O Teatro exige atenção, repetição, treino, lapidação e muito vigor e boa parte das vezes suor. Coisa que parecia distante da escrita pra mim. Quando comecei a fazer Teatro tive um sentido mais físico de trabalho artístico que eu não parecia conectar quando escrevia. Reler um texto incontáveis vezes, suar criando arte, me mover, levantar, correr, estar o tempo todo em contato com a influência do outro, ter alguém olhando seu trabalho de perto e te direcionando, lapidar, precisar ouvir o que o outro tem a dizer sobre o seu trabalho.

Acontece que eu fazia uma inversão: não tinha a liberdade da escrita no Teatro - que me parecia opressor ter que depender da direção de alguém para prosseguir; e não tinha o trabalho de repetição e lapidação tão importante para escrita. Sim, maturidade artístia é saber reconhecer os tantos delizes da juventude. 

Precisei pôr fim a várias coisas e ficar sozinha no deserto da minha mente  para aprender a conectar a escrita com a arte do ator. Para ser generosa e aceitar com humildade o que as duas profissões me oferecem, para saber recusar com sabedoria o que não me cabe. sem raiva, sem frustração. 

Precisei ficar dois anos sem escrever pra entender que não poderia depender somente da inspiração para melhorar como artista. Precisei entender que eu podia melhorar como artista, e que ninguém que eu admiro nasceu escrevendo seus melhores poemas. 

Precisei ficar afastada dos palcos para saber dosar liberdade e limites. Para saber como ouvir o outro sem me ferir ou ferir alguém. Precisei ouvir durante um tempo só a minha voz, capturar sua força e saber que ela não se apaga porque o outro também fala. 

Apesar de ter também sofrido e chorado bastante fazendo Teatro, por motivos que me levaram a fazer terapia (não tô rindo, hein) e ter inclusive sofrido assédio moral e sexual, eu não abandonei o Teatro e eu sei que ele está em mim, sei que atuar está em mim.
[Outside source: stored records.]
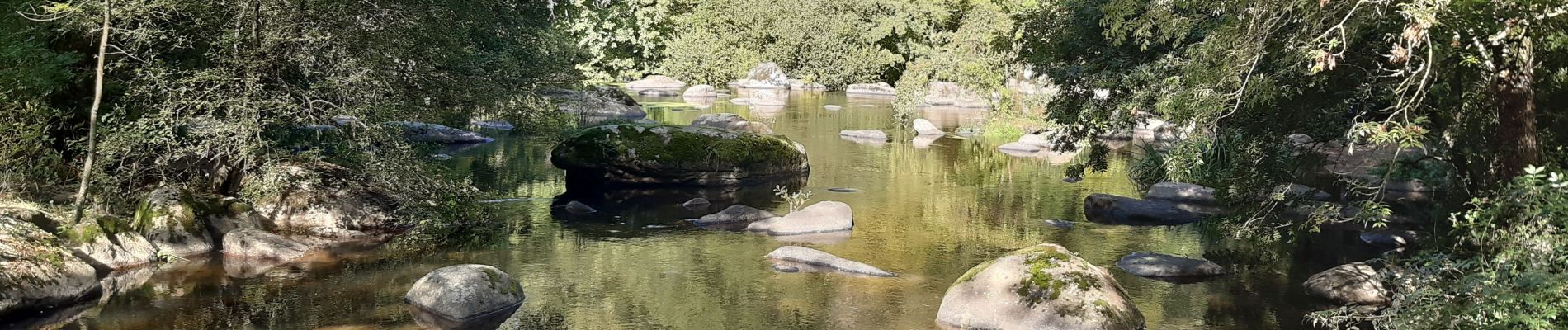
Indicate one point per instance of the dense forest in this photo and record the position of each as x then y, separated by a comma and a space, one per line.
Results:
110, 101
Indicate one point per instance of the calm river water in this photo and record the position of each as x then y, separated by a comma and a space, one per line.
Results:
927, 210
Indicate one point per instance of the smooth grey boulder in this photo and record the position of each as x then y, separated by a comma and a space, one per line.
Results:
1159, 265
36, 271
1353, 284
578, 209
766, 75
872, 90
596, 104
811, 257
1181, 193
925, 127
701, 91
697, 204
253, 243
656, 82
819, 218
423, 132
1041, 286
465, 296
734, 214
872, 134
494, 124
325, 196
170, 219
1117, 210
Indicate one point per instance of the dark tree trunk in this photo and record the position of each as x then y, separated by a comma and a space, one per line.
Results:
1512, 80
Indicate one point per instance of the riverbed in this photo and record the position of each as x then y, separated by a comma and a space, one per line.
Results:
927, 210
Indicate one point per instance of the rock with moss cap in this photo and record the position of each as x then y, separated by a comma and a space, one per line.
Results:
649, 153
36, 271
465, 296
1041, 286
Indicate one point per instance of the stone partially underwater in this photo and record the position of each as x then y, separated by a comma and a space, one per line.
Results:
649, 155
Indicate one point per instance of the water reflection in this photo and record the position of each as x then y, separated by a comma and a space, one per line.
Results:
927, 209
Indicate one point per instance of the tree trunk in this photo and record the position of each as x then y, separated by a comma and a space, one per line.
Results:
97, 101
1512, 77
Simplesmente nós nos encontramos, tá? Não significa que porque eu não estive em algum projeto de teatro no último ano eu não seja mais "do teatro" ou menos atriz. 

Em dado momento da vida você escolhe ser artista e depois disso, não dá pra não ser mais. Quer dizer, até dá, se você também escolher não ser. E olha, eu ainda não escolhi isso, não. Não é exatamente a frequência com que você faz algo que vai te dizer se você não é aquilo. 

As pessoas usam termos como "afastado" (eu mesma usei aqui), mas quem sabe dizer se aquela pessoa se afastou mesmo? Eu não me afastei! Ele tá aqui coladinho, quando tô lendo um livro pensando que um dia poderia fazer uma peça sobre isso, quando tô vendo um filme e analisando o trabalho do ator. 

Claro, recapitulando o que eu disse, você não deixa de ser artista se por alguma circunstância fica um tempo sem praticar aquilo. Mas o que não quer dizer que isso não existe esforço e constância também. Ficar dois anos sem escrever me fez entender que eu não tinha deixado de ser escritora, mas que agora eu precisa agarrar isso com unhas e dentes esculpir meus desejos, algumas vezes a forma não vai vir na mente, você só tem a massa: sua vontade de eescrever e suas mãos, então é sentar e fazer.

Ficar dois anos sem atuar não me fez menos atriz, mas agora que eu sei que não quero viver sem isso, não posso mais estancar diante as recusas. E se for o caso, farei meus próprios projetos, dirigirei um dia meu próprio filme ou espetáculo. Me distanciei dos meus sonhos imersa em dúvidas e presa pelas negativas e traumas que tive, como se isso fosse mais importante do que o fato que eu quero ser atriz. E ninguém vai tirar isso de mim.

Então a primeira lição desse texto é: não deixe que ninguém te diga quem você é. A segunda é: você não precisa se medir pelo tempo do outro pra dizer que é algo. A terceira: se você não perdeu um encanto em fazer aquilo, mas não está de fato fazendo, não quer dizer que você parou. A quarta é: escritores - suem; atores - escrevam.